The animals that live in the Municipality of San Juan del Río are horses, donkeys, bulls, pigs, coyotes, wolves, foxes, cacomiztles, raccoons, tlacuaches, squirrels, ferrets, ounces, armadillos.
Guajolotes, chickens; in the swamps, we find bargains and crouches, long-ass pigeons, doves, quails; in cold times ducks and migrant geese; chicks, stingers, bone breakers, tordos, crows, zopilotes, cenzontles, cuitlacars, jilgueros, clarinets, calandrias, cardinals, blue and gray sparrows, verdines and Dominicans.
The building that houses this museum is a house built in the eighteenth century, former Prison and Municipal Prefecture; now rescued as a tourist and cultural attraction, where different areas are integrated for the dissemination of culture, the Municipal Historical Archive, the Public Library "Juan María Wenceslao Sánchez de la Barquera y Morales", the Bookshop "Dr. Rafael Ayala Echavarri", Gallery, and a Multipurpose Courtyard.

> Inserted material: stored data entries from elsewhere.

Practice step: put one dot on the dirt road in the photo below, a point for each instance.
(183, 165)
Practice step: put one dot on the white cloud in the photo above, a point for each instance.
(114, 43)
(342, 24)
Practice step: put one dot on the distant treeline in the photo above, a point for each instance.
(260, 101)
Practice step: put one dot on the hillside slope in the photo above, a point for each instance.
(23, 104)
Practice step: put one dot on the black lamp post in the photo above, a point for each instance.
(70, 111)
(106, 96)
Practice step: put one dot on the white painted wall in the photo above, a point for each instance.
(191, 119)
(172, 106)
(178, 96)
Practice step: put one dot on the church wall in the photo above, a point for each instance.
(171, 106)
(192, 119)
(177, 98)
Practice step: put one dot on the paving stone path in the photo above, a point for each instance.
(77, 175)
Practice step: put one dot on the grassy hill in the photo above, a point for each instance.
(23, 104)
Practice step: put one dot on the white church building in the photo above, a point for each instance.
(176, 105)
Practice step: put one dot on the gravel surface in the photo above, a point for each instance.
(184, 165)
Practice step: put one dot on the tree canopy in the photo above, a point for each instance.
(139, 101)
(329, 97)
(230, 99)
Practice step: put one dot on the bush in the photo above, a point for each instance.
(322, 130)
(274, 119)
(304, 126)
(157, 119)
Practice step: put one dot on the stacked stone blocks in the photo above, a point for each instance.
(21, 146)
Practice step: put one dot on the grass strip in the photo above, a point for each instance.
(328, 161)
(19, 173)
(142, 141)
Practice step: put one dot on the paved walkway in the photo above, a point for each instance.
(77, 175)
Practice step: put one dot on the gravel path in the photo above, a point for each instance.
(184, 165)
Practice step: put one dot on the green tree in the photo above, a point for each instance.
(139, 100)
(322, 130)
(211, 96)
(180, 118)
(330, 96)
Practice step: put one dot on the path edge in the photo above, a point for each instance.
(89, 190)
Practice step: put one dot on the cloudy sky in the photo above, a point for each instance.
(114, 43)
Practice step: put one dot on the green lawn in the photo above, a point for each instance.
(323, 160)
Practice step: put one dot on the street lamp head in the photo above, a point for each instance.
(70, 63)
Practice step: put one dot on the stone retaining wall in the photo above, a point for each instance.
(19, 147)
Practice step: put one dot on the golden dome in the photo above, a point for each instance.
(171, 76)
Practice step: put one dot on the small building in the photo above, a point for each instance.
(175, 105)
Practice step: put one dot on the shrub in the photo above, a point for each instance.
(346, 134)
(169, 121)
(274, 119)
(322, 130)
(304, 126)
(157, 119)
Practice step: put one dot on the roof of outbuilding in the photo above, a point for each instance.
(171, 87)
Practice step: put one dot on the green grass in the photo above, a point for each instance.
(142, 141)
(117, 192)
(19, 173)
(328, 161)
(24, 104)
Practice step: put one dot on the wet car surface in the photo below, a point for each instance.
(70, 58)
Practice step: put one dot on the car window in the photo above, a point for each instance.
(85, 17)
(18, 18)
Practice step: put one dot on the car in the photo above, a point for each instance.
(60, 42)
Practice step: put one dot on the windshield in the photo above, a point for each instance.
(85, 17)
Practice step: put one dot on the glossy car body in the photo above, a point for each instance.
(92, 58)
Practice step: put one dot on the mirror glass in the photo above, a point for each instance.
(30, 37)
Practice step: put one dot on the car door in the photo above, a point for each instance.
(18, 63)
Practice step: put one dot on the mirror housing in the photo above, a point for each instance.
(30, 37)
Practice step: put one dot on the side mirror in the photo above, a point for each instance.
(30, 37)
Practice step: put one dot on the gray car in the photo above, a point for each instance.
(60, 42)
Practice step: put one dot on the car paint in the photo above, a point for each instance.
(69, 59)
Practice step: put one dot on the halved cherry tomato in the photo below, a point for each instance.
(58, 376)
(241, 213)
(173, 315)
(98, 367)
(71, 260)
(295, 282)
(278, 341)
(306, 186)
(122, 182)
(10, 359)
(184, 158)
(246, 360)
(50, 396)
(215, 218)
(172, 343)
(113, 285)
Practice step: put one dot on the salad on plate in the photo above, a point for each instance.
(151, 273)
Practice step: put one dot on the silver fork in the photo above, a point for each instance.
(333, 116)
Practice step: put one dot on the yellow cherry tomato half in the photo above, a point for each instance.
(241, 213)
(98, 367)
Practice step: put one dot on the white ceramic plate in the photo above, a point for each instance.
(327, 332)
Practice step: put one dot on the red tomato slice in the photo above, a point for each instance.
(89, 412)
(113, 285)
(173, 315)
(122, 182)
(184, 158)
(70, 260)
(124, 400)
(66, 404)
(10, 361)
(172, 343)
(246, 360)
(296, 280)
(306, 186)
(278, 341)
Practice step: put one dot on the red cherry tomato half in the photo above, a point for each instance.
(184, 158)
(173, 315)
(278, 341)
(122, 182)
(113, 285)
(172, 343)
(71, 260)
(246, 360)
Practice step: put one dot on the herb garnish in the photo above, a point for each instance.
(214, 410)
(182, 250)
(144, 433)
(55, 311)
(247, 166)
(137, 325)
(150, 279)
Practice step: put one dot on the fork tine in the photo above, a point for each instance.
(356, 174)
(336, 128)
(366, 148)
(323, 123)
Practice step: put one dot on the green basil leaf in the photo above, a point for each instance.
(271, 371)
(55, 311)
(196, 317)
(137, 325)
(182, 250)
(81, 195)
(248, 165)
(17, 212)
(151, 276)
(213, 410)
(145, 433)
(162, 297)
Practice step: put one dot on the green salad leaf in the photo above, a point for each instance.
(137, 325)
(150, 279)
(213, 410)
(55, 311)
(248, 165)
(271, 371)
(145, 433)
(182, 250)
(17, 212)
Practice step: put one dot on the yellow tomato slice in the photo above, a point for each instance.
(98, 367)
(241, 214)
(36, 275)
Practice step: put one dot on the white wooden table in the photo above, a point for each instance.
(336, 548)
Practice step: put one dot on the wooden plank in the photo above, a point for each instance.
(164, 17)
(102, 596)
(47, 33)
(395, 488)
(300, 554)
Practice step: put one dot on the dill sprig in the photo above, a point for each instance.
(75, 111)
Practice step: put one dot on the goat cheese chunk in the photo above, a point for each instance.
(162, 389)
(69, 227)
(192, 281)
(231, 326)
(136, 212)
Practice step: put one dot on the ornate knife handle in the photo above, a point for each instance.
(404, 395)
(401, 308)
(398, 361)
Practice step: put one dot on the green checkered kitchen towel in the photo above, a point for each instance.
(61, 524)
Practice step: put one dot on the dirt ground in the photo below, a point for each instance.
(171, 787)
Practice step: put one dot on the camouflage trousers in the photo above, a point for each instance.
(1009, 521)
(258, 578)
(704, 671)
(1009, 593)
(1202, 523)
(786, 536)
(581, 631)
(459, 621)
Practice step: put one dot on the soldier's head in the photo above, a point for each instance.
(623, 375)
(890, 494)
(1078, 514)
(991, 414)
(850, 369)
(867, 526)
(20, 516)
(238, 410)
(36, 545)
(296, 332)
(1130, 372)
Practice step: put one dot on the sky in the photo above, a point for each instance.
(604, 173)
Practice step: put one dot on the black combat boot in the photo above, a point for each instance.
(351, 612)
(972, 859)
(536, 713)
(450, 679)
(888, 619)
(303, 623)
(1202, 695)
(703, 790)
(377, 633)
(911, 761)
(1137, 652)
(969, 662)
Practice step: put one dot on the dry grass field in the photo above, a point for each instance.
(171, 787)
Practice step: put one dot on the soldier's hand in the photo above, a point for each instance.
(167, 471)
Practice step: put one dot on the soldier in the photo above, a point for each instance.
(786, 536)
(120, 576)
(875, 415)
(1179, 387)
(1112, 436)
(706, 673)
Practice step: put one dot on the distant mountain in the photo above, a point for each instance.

The opals are masterfully worked by local artisans, among them we can mention the Cabrera family who is forty-four years old in the exercise of the beautiful art of the stoning.
In the traditional portals, Ladies are installed who sell elaborate hooked folders, as well as napkins with fraying; while in the artisan market you can buy various pieces of pottery, metals, and quarry tilling in the region.
The festivities of San Juan, have been suspended very rarely, as was during the Revolution in 1911, in 1917 for security reasons, in 1918 on the occasion of an epidemic of Spanish influence, and more recently in 1967.
In 1928, on the occasion of the patron saint festivities, the Bullring, Rodolfo Gaona, built by the Municipal President, Don José Serrano, was inaugurated.
During the following years, the festivities continued to develop in the city center, including the dances of the coronation of the Queen in the Hall of Cabildo of the Municipal Presidency.
Manuel Suárez Muñoz, in which the Poet Ernesto Moreno Madruca triumphed, with the composition "To invoke your love", receiving the Flower A native of S.G.M.
Mary Cruz I and serving as a maintainer by Mr. Manuel Montes Collantes, with this began the most important cultural event of the city, which would gather throughout its trajectory, the most recognized poets and writers, national, queretanos and SanJuanenses, highlighting among the latter Don Pablo Cabrera.